Tesla, others help Puerto Ricans go solar amid turmoil
ADJUNTAS, PUERTO RICO » Ten months after Hurricane Maria, Adjuntas still loses power any time a heavy rain or wind pounds the rickety power lines feeding this town high in the central mountains of Puerto Rico.
That leaves its 20,000 people once again in the dark, without light, fresh water or air conditioning — except for a handful of homes and businesses glowing in the night thanks to solar energy.
The people of Adjuntas call those places “cucubanos,” an indigenous Puerto Rican firefly. They’re part of a small but growing movement to provide the U.S. territory with sustainable, renewable energy independent of the decrepit power grid.

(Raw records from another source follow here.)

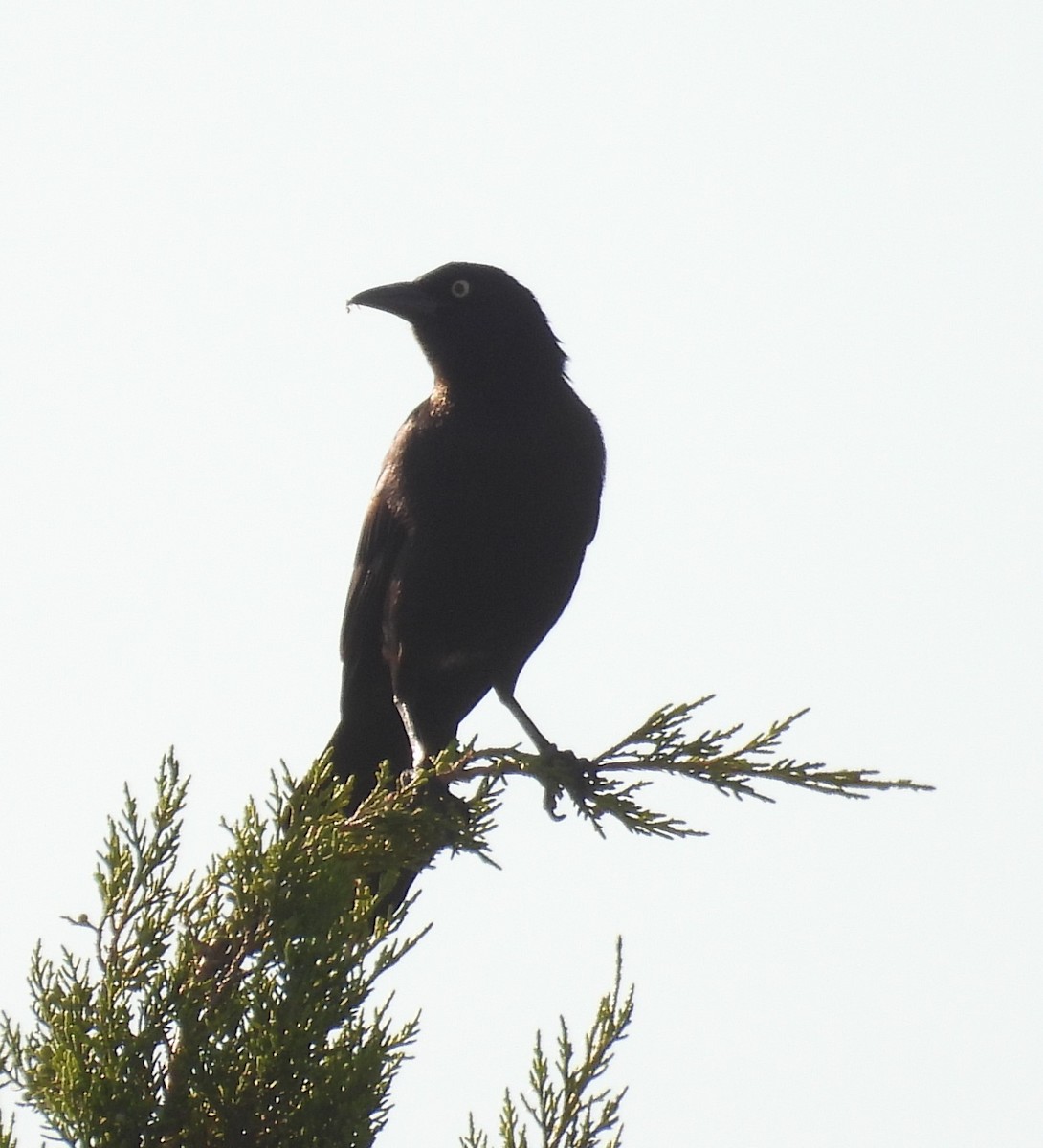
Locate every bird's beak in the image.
[348,282,435,322]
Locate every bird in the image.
[331,263,606,813]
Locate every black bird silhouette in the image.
[333,263,604,809]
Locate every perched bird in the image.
[333,263,604,808]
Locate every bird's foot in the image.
[532,742,596,821]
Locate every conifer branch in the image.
[437,695,932,838]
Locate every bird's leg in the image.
[395,694,429,769]
[495,685,558,758]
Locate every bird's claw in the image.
[540,745,595,821]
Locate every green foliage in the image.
[439,695,932,838]
[459,942,634,1148]
[0,699,927,1148]
[0,757,477,1148]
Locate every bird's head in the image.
[348,263,566,389]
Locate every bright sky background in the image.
[0,0,1043,1148]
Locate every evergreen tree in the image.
[0,698,928,1148]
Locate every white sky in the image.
[0,0,1043,1148]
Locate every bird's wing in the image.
[340,484,406,673]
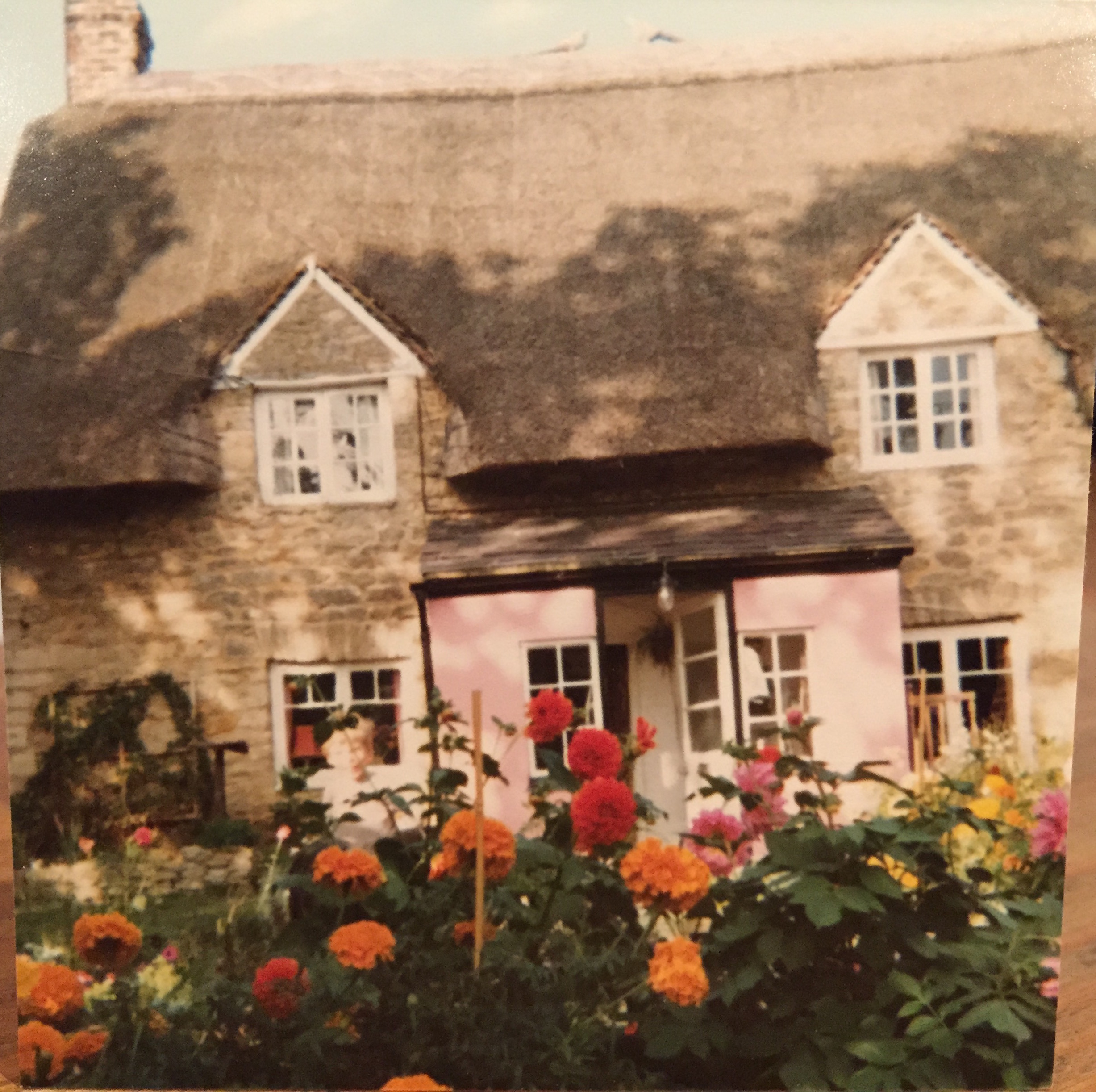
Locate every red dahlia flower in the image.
[567,728,624,781]
[525,690,574,743]
[571,777,636,851]
[251,957,311,1020]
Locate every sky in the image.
[0,0,1070,194]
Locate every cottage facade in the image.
[0,0,1096,832]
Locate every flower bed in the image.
[19,695,1065,1089]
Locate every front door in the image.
[674,592,735,819]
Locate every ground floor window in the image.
[523,638,602,776]
[271,665,400,766]
[902,625,1016,759]
[739,631,811,754]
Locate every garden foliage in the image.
[13,695,1064,1092]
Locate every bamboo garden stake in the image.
[472,690,487,971]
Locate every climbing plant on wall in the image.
[12,672,213,864]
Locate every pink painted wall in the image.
[426,588,597,830]
[734,570,910,778]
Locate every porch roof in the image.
[421,488,913,592]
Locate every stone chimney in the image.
[65,0,152,102]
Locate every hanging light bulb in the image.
[654,565,674,614]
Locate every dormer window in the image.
[860,344,996,469]
[255,384,396,504]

A scattering of hardware stores, barbershops and corner stores across the island are embracing solar energy, trying to wean themselves off a state- owned power company that remains heavily dependent on imported petroleum. The numbers remain small — a few dozen or hundreds out of millions of power users— but power industry officials and environmentalists are closely watching this as a test of whether Puerto Rico can make a large-scale switch to renewable, off-grid energy.
Currently, renewables represent 4 percent of generation at Puerto Rico’s power company, against a U. S. national average of 15 percent, so it likely will be years before solar could account for a significant share of Puerto Rico power.

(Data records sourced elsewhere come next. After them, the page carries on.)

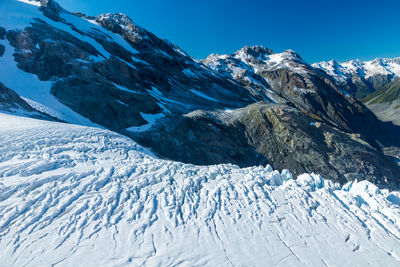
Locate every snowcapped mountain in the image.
[0,0,400,266]
[0,0,400,188]
[313,58,400,98]
[0,114,400,266]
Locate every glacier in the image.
[0,113,400,266]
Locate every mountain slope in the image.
[362,78,400,125]
[313,58,400,98]
[0,0,400,188]
[0,114,400,266]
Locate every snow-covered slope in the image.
[313,58,400,98]
[0,114,400,266]
[313,58,400,83]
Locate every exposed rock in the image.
[5,1,400,187]
[133,102,400,187]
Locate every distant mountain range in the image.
[313,57,400,125]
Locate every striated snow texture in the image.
[312,58,400,83]
[0,113,400,266]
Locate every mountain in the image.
[313,58,400,98]
[0,0,400,188]
[362,78,400,125]
[0,113,400,266]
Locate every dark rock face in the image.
[134,102,400,187]
[0,1,400,191]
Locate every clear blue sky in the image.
[58,0,400,63]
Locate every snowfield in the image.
[0,113,400,266]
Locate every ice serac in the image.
[0,0,400,188]
[0,113,400,266]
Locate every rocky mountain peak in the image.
[235,45,274,59]
[96,13,142,33]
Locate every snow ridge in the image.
[312,57,400,83]
[0,114,400,266]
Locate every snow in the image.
[17,0,40,7]
[0,114,400,266]
[112,83,138,94]
[127,112,165,132]
[0,40,95,126]
[312,58,400,83]
[190,89,220,102]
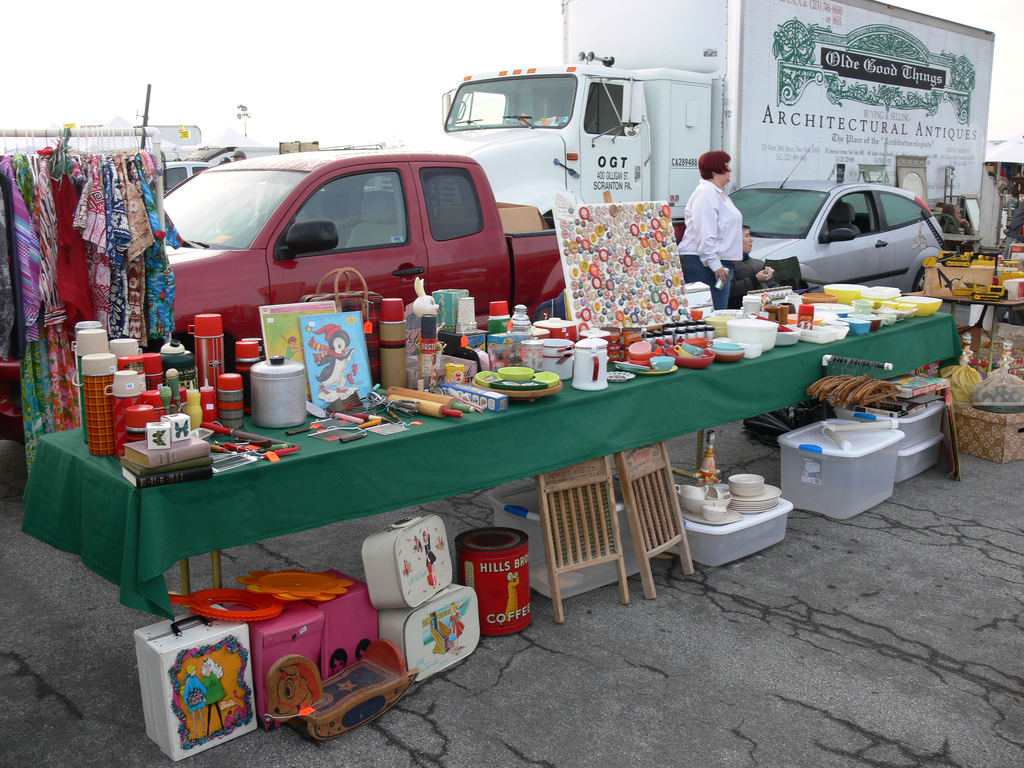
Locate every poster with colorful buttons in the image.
[554,196,687,329]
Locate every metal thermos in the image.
[188,313,224,387]
[249,355,306,429]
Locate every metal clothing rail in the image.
[0,126,164,226]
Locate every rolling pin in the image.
[387,392,462,419]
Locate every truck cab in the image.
[444,63,712,219]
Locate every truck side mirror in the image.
[273,219,338,261]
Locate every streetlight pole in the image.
[238,104,251,137]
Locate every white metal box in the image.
[362,515,452,609]
[895,432,942,482]
[492,480,640,598]
[685,499,793,565]
[778,419,903,519]
[377,584,480,681]
[135,615,256,760]
[836,400,946,451]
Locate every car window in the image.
[295,170,409,249]
[731,187,826,240]
[879,193,924,229]
[839,191,879,234]
[420,168,483,241]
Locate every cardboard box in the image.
[924,264,995,298]
[953,402,1024,464]
[498,203,548,234]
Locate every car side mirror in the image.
[818,226,857,243]
[274,219,338,260]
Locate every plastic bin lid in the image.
[778,419,903,459]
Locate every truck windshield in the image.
[444,75,577,132]
[164,169,306,249]
[730,187,827,240]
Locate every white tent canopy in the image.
[985,133,1024,163]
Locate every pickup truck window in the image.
[164,169,306,250]
[420,168,483,242]
[295,170,409,249]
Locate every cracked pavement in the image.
[0,424,1024,768]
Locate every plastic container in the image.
[490,482,638,599]
[895,432,942,482]
[778,419,903,519]
[685,499,793,565]
[726,317,778,352]
[836,400,946,451]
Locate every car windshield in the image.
[164,169,306,249]
[730,187,827,240]
[444,75,577,131]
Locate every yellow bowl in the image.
[822,283,867,304]
[900,296,942,317]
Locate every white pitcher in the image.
[572,339,608,390]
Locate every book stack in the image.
[121,437,213,488]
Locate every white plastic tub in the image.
[778,419,903,519]
[836,400,946,451]
[895,432,942,482]
[492,482,638,598]
[685,499,793,565]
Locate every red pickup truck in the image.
[0,152,564,439]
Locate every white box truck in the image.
[444,0,994,219]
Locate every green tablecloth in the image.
[22,313,961,616]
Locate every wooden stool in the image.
[615,442,693,600]
[537,456,630,624]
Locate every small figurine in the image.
[698,429,719,485]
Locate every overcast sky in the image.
[0,0,1024,146]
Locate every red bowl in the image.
[676,349,715,368]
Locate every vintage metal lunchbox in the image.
[362,515,452,610]
[135,615,256,760]
[378,584,480,681]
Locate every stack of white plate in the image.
[729,474,782,515]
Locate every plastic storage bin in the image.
[778,419,904,519]
[836,400,946,450]
[895,432,942,482]
[686,499,793,565]
[492,481,638,598]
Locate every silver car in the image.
[731,181,943,292]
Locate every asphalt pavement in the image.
[0,424,1024,768]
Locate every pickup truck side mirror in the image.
[273,219,338,261]
[818,226,857,243]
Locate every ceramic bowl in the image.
[822,283,867,304]
[676,349,715,369]
[775,326,800,347]
[711,343,743,362]
[676,485,707,514]
[627,341,654,364]
[496,366,535,381]
[739,343,774,360]
[729,318,778,352]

Even so, “Puerto Rico can be an experimental workshop for solar and wind,” Rep. Darren Soto, a Florida Democrat, said at a congressional hearing Wednesday.

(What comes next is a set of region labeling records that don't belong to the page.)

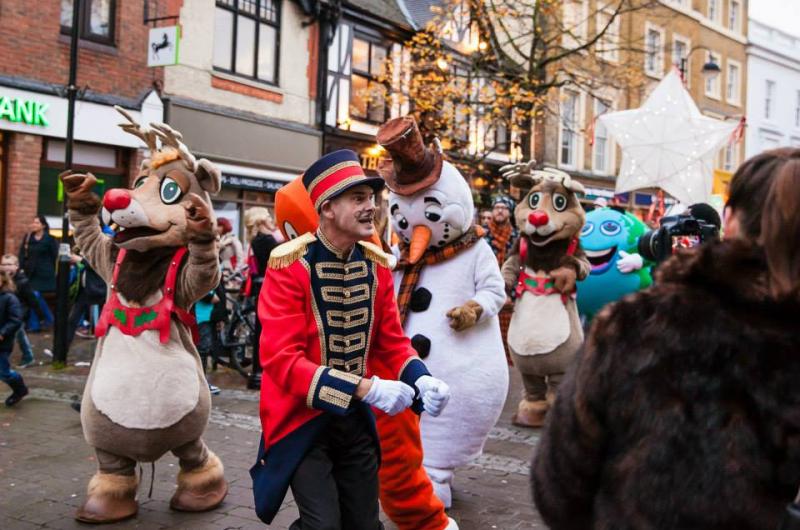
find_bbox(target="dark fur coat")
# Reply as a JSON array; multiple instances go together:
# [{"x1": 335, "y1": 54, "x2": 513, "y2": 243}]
[{"x1": 531, "y1": 242, "x2": 800, "y2": 530}]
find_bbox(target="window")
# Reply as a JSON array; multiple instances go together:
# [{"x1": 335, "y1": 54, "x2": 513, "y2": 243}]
[
  {"x1": 794, "y1": 90, "x2": 800, "y2": 129},
  {"x1": 350, "y1": 37, "x2": 388, "y2": 123},
  {"x1": 728, "y1": 0, "x2": 742, "y2": 33},
  {"x1": 212, "y1": 0, "x2": 280, "y2": 84},
  {"x1": 672, "y1": 34, "x2": 691, "y2": 87},
  {"x1": 597, "y1": 10, "x2": 620, "y2": 62},
  {"x1": 764, "y1": 80, "x2": 775, "y2": 120},
  {"x1": 644, "y1": 24, "x2": 664, "y2": 76},
  {"x1": 705, "y1": 52, "x2": 722, "y2": 99},
  {"x1": 561, "y1": 0, "x2": 589, "y2": 48},
  {"x1": 708, "y1": 0, "x2": 722, "y2": 22},
  {"x1": 559, "y1": 90, "x2": 578, "y2": 167},
  {"x1": 725, "y1": 59, "x2": 741, "y2": 105},
  {"x1": 61, "y1": 0, "x2": 116, "y2": 45},
  {"x1": 592, "y1": 99, "x2": 611, "y2": 173}
]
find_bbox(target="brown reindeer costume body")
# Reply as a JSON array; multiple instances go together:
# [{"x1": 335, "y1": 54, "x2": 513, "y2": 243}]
[
  {"x1": 502, "y1": 163, "x2": 590, "y2": 427},
  {"x1": 62, "y1": 109, "x2": 227, "y2": 523}
]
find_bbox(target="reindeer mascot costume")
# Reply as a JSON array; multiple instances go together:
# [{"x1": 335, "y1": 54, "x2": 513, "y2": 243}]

While Adjuntas is dotted with solar-powered islands, a community of 12 homes in the mountain town of Las Piedras still lacks central power and is operating exclusively on solar energy provided by Tesla, the hightech maker of electric cars and other power products. It installed 160 solar panels on a plot of land owned by resident Jose Santana.
Santana, an electronics technician, said he loves the smartphone app that lets him monitor the solar-charged Tesla batteries. He said the government should consider going solar and dumping the current “archaic” power grid.
“This can pull us out of the mess we’re in,” he said. “There’s nothing wrong with having a vision of the future. It’s time to start making changes.”
As in Las Piedras, some solar users are relying on corporations and nonprofit groups to donate the expensive equipment. Others have become so exasperated with continuing outages that they are taking it upon themselves to install their own systems.
“I’m a musician. I have a salsa orchestra. I know nothing about electricity,” said Felix Torres, who recently installed nine solar panels on the roof of his home, perched on a mountain in the eastern city of Caguas. “I was afraid of getting electrocuted and damaging equipment worth thousands of dollars. ... But we should not depend so much on the government. They already have their hands full.”